Platform Economics
The Toll Booth You Never Saw Being Built
The most profitable move in tech history isn't building a great product — it's convincing everyone else to build on top of yours, then charging them for the privilege.
The Idea
Platforms don't just connect buyers and sellers. They engineer dependency, and then they monetise it. The pattern is almost always the same: attract participants with low or zero fees, become indispensable infrastructure, then gradually tighten the terms. Economists call this 'envelopment' — a platform expands into adjacent services until it becomes the unavoidable layer through which value flows. Once that position is secured, it can extract a cut from every transaction without producing anything new.
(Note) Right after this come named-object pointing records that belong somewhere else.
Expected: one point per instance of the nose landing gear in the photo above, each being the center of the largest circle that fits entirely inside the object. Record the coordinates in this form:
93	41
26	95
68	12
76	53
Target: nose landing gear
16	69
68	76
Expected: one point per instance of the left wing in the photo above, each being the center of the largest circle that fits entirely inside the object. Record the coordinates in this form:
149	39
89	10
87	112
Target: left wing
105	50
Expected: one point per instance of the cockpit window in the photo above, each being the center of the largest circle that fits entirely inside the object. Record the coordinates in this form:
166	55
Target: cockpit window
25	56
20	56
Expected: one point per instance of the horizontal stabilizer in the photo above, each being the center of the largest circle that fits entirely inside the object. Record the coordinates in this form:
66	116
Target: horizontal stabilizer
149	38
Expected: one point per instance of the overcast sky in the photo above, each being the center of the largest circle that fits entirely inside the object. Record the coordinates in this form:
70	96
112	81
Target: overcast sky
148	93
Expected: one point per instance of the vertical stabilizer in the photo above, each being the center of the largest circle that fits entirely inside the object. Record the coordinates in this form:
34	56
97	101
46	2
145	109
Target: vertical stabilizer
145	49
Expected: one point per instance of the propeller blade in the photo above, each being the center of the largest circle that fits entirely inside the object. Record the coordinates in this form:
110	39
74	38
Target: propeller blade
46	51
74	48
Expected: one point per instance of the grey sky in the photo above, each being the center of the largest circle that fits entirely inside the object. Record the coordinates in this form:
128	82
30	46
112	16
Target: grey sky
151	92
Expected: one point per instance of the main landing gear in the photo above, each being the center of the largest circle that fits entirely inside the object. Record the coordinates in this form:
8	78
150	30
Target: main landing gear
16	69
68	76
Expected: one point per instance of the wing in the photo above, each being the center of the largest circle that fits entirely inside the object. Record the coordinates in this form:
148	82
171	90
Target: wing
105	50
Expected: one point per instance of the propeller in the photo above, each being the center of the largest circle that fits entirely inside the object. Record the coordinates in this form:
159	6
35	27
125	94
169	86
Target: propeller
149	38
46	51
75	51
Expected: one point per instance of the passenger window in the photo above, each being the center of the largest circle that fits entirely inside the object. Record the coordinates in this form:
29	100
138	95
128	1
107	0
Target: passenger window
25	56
What makes this different from ordinary monopoly is that the toll booth is largely invisible. When a musician earns less per stream than they did selling downloads, or when a small business finds that half its margin goes to a delivery app, the mechanism is diffuse — buried in algorithm changes, policy updates, and the quiet repricing of APIs. The platform's power grows not through coercion but through the accumulation of what researchers call 'switching costs': the longer you stay, the more expensive it becomes to leave. There's a useful term for the endgame: 'rent extraction.' Once a platform controls a market's attention or logistics infrastructure, its profits increasingly resemble a landlord's — not a reward for ongoing innovation, but a fee for occupying ground that others made valuable. The tricky part is that, in the early stages, platforms genuinely create enormous value. The extraction only becomes visible once the alternatives have been cleared away.
In the World
In 2012, when Instagram was acquired for what seemed like an absurd sum, Facebook's logic wasn't about Instagram's revenue — it had almost none. It was about eliminating a potential rival before it could become infrastructure. A decade later, that same logic played out in reverse for app developers on Apple's App Store. Epic Games, the maker of Fortnite, ran a deliberate experiment in August 2020. It introduced a direct payment option in its iOS app that bypassed Apple's billing system — thereby avoiding the standard 30% commission Apple charges on all in-app purchases. Apple immediately removed Fortnite from the App Store. Epic had anticipated this and filed a lawsuit the same day, complete with a pre-made parody of Apple's famous '1984' ad, casting Apple as the new Big Brother. The case that followed revealed, in granular legal detail, exactly how App Store economics work. Apple's internal documents showed its App Store operating margins of around 75–80%. Developers had no meaningful alternative — for iOS users, the App Store is the only legal way to distribute software. The court found that Apple held 'anti-steering' provisions that prevented developers from even telling users that cheaper options existed elsewhere. Apple won the core antitrust claim but was ordered to loosen those anti-steering rules. It appealed. The toll booth wobbled, but it did not fall. For most developers, the 30% commission remains simply the cost of existing in the iOS ecosystem — infrastructure rent, paid indefinitely.
Why It Matters
Understanding how platforms extract value changes the way you read tech news. When a platform announces a new fee structure, an API pricing change, or a tweak to its algorithm that happens to favour its own products, you're not watching a business making product decisions — you're watching a landlord raising the rent. It also reframes how you think about your own choices as a user or creator. Every time you build an audience on someone else's platform, or rely on a single marketplace for your income, you are depositing value into infrastructure you don't own. The platform benefits from your presence before you ever see a return — and it retains the right to change the terms after you've built something worth extracting from. None of this means platforms are purely extractive. Many genuinely lower barriers and create real economic opportunity. But the value creation and the value extraction happen at different moments in time — and usually to different people. Knowing which phase a platform is in, and where you sit within it, is one of the more practically useful things you can understand about the modern economy.
A Question to Ponder
Which platforms in your daily life — for work, creativity, or connection — have become genuinely difficult to leave, and when did that shift happen?